Siva Shanmugham of 6 A leaves his home in Perur at 6.15 a.m., Naveen of Class 10 at 7 a.m., and B. Senthil Kumar of Class 12 leaves his home in Annur Pachapalayam at 6.30 a.m. They all say the breakfast in school has made a huge difference to their lives. Sometimes, they would eat pazhaya soru for breakfast. But, by the time they reached school, we would be hungry again, they say.
M. Shobana Devi of Class 12, who travels from Semmedu, recalls how before the scheme began, she would feel very tired even during the first period. Gokilavani, of Class 12, who travels from Somanur, used to regularly skip breakfast. “Kannu irunduttu varum,” she says.
M. Hemalatha of Class 10 survived on just coffee for two years. “Now, I feel much better. I am attentive in class,” she says.
Angeline Jennifer eats the idlis with relish. “Enakku idli romba pidikkum,” she says. School principal R. Rajeswari says that for many of their school children, the concept of ‘tiffin’ is a novelty.
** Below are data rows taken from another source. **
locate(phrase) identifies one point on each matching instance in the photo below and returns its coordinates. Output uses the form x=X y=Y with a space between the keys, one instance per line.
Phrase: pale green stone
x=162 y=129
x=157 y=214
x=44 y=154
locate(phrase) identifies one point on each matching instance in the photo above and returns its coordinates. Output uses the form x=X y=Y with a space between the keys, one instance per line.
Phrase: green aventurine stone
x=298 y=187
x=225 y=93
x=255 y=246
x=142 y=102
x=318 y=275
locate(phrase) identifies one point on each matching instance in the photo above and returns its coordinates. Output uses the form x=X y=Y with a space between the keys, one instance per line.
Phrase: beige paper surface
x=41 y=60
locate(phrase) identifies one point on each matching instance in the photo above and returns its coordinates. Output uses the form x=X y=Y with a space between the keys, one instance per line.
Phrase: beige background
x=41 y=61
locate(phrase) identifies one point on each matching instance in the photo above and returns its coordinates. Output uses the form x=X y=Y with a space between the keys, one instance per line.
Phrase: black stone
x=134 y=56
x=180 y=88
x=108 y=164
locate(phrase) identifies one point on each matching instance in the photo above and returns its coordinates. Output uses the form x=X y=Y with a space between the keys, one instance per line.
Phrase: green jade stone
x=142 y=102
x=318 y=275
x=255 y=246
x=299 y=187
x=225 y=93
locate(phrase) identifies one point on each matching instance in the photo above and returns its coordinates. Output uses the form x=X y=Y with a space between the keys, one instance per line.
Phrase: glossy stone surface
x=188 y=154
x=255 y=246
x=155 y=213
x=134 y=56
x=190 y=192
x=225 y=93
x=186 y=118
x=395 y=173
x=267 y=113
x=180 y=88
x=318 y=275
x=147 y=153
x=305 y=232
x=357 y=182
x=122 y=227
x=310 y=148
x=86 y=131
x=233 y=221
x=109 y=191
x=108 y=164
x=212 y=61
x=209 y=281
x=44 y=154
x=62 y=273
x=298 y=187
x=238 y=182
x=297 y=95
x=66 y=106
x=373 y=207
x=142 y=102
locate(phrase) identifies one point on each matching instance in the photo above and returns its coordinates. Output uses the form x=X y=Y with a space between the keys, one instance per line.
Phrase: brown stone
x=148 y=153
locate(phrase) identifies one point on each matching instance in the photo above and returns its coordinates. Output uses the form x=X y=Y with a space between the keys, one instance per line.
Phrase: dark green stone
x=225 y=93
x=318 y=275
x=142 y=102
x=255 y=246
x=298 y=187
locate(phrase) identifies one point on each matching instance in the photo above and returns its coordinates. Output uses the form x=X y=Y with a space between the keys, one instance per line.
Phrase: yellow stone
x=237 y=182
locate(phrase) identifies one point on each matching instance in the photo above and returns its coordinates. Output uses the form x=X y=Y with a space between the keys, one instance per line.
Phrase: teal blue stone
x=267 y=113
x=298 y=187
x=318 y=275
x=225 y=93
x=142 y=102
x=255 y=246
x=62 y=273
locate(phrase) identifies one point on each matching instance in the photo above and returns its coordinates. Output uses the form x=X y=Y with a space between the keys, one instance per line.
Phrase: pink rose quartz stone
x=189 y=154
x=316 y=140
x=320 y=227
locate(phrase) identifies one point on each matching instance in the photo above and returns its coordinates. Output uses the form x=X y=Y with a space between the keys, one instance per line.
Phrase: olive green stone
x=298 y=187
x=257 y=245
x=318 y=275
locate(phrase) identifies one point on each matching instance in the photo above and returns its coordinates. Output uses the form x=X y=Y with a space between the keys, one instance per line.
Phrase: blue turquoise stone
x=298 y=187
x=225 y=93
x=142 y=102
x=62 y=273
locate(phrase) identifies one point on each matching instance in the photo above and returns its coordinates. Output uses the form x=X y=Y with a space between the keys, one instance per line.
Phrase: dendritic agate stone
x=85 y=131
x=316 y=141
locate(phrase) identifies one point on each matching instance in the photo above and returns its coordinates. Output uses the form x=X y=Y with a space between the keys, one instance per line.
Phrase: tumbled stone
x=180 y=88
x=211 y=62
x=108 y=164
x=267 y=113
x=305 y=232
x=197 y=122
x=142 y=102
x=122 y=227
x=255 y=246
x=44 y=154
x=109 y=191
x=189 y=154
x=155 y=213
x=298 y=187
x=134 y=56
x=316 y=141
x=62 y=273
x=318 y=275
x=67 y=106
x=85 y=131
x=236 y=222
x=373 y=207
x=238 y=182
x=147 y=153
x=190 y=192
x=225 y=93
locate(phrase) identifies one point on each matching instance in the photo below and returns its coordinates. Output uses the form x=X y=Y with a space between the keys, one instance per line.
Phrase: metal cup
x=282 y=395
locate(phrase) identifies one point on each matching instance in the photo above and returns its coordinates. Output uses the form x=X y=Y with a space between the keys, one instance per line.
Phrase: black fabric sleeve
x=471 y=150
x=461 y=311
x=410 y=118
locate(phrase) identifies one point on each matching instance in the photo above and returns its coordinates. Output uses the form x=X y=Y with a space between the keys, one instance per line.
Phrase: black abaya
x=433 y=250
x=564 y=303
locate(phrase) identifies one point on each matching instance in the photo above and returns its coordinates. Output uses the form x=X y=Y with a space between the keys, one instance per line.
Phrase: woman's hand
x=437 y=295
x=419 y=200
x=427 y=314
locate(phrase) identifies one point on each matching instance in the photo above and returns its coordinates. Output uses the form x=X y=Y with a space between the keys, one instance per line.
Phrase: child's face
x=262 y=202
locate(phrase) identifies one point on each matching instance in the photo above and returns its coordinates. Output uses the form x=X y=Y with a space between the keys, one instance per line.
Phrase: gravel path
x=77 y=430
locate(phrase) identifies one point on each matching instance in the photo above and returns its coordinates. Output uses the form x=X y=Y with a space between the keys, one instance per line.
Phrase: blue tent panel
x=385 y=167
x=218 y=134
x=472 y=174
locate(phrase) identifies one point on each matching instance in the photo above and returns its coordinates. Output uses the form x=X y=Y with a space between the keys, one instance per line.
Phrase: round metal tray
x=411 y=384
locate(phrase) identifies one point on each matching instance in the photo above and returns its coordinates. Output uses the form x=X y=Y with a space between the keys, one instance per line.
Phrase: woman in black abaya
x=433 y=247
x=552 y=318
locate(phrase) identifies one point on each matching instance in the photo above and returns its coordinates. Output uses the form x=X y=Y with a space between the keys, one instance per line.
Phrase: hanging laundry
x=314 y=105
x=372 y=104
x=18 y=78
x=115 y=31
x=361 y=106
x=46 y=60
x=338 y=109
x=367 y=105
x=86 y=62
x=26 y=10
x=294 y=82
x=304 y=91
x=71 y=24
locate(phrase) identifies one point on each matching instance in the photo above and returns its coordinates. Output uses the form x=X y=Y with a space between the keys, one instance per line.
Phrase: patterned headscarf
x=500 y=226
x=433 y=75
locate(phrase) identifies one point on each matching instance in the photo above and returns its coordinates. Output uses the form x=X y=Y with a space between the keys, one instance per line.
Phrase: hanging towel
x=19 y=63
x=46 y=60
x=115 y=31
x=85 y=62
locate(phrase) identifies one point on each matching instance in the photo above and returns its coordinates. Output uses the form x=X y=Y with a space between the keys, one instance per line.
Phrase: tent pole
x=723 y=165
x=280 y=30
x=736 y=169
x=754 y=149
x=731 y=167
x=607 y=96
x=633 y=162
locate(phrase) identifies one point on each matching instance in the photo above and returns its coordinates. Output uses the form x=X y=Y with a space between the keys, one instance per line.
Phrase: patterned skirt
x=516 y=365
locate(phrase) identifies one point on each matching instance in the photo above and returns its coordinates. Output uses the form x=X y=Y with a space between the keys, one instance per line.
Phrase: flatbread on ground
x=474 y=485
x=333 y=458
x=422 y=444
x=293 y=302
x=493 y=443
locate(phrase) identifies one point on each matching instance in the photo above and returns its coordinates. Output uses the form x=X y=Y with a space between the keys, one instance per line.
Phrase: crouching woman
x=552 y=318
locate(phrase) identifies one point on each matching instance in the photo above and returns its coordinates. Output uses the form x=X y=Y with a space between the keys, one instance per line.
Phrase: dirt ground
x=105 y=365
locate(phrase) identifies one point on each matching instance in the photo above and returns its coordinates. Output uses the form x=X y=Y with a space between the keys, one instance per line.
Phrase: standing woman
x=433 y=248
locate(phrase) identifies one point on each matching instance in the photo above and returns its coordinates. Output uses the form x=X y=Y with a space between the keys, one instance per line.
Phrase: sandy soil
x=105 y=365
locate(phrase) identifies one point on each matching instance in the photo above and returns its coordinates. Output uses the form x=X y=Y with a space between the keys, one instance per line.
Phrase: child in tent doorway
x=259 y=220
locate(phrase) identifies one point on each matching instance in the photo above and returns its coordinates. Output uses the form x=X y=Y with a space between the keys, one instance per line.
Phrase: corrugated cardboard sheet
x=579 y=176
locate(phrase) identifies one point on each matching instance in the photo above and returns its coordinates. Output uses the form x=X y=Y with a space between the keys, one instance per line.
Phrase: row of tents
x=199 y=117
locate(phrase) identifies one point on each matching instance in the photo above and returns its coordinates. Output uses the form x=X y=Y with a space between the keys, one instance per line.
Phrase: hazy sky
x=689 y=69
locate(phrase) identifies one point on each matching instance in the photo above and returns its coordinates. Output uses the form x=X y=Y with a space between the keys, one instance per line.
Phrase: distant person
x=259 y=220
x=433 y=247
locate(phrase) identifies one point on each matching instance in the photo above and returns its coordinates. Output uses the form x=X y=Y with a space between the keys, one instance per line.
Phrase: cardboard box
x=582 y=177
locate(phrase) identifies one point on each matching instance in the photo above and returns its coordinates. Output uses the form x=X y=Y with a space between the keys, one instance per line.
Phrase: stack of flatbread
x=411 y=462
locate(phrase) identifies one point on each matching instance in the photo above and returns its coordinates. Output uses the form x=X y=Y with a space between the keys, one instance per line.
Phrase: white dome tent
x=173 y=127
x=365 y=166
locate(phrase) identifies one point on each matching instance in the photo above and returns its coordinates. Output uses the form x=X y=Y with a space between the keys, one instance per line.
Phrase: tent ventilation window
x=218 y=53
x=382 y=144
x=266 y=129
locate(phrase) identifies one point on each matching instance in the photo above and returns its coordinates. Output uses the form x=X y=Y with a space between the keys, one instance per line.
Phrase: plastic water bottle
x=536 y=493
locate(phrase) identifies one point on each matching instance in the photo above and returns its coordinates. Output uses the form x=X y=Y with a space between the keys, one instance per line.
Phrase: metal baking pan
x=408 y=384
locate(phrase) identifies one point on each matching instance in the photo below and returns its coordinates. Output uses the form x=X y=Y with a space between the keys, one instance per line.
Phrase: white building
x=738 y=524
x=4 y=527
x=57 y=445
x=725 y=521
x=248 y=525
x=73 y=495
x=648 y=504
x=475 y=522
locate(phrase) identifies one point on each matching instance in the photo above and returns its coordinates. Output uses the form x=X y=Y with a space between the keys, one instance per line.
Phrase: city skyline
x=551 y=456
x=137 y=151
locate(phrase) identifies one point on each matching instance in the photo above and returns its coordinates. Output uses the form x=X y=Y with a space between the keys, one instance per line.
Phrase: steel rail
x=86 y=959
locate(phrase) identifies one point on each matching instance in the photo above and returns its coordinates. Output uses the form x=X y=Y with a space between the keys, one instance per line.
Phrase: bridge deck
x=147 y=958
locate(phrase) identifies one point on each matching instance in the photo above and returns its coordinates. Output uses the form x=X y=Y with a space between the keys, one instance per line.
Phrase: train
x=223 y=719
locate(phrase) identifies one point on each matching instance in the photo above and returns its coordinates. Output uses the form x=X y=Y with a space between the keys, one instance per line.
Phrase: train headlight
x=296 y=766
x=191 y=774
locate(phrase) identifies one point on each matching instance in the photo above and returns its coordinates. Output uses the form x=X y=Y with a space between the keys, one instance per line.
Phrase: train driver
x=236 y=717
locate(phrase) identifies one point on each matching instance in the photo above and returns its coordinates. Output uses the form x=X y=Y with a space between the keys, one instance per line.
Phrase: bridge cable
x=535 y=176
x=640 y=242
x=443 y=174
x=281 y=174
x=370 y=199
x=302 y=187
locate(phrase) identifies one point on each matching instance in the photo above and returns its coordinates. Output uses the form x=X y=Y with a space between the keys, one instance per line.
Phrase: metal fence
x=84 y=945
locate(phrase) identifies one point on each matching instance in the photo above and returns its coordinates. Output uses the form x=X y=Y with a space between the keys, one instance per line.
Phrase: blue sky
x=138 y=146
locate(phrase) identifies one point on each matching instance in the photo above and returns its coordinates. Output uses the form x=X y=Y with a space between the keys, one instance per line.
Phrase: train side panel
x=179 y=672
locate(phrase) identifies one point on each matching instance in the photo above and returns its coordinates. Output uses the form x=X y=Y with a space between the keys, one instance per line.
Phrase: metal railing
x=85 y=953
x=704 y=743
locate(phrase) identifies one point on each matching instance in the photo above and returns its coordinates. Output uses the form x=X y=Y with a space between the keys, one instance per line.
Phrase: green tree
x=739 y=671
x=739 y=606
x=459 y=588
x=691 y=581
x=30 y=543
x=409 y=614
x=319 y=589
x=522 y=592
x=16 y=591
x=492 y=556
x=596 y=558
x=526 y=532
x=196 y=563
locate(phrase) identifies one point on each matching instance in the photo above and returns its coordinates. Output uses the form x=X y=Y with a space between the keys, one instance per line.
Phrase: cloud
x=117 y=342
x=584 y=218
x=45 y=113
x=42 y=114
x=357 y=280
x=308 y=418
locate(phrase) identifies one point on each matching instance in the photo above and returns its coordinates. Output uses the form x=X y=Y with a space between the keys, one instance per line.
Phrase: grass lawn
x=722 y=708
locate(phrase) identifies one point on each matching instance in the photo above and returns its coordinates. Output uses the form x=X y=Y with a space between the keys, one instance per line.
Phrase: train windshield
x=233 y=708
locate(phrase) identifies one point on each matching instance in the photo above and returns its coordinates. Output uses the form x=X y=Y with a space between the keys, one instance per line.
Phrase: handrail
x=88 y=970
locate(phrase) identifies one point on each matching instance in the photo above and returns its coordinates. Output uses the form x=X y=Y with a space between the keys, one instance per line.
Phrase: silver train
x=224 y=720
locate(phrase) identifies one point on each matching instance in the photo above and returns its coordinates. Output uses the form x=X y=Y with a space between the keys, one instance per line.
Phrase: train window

“For them, idli, chutney and sambar are like manna.” Many children come from underprivileged backgrounds; some parents leave very early to work in the fields or mills; some others are too tired fighting poverty to even buy provisions and send their kids to school on a full stomach, she says.
Ninety-seven children are part of the free breakfast scheme, and on any given day, about 70 of them turn up for breakfast. A student is nominated to mark attendance. To ensure the quality of food, teachers check the contents on the breakfast table and occasionally eat there too. Three teachers — T. Srividhya, S. Sivakumar and Beulah Joy Margret — are vital members of the programme.
Sivakumar, programme coordinator, says that the breakfast scheme has brought about a perceptible difference in concentration levels. Some students who were lagging behind in class now come within the top five ranks.
The programme cost works out to about Rs. 45,000 a month (for providing breakfast to children for 20 working days), says R. Nandagopal, director, PSG IM. “The contributions are entirely voluntary and any shortfall is made up by the management.”
The best part of the breakfast programme is the unexpected bonding between those in the college and the school kids. As we speak to him, Dileepan, 13, a Class 8 student, asks: “Akka, can I please have breakfast with that anna?” and points in the direction of 21-year-old Vijaykumar who works in the Robotics Department. The two became friends in the canteen.
It does not stop with just friendship. Many college students also help the school kids by buying stationery and books, says Dr. Nandagopal. “Most importantly, when they see the college students, they are inspired to aim higher.”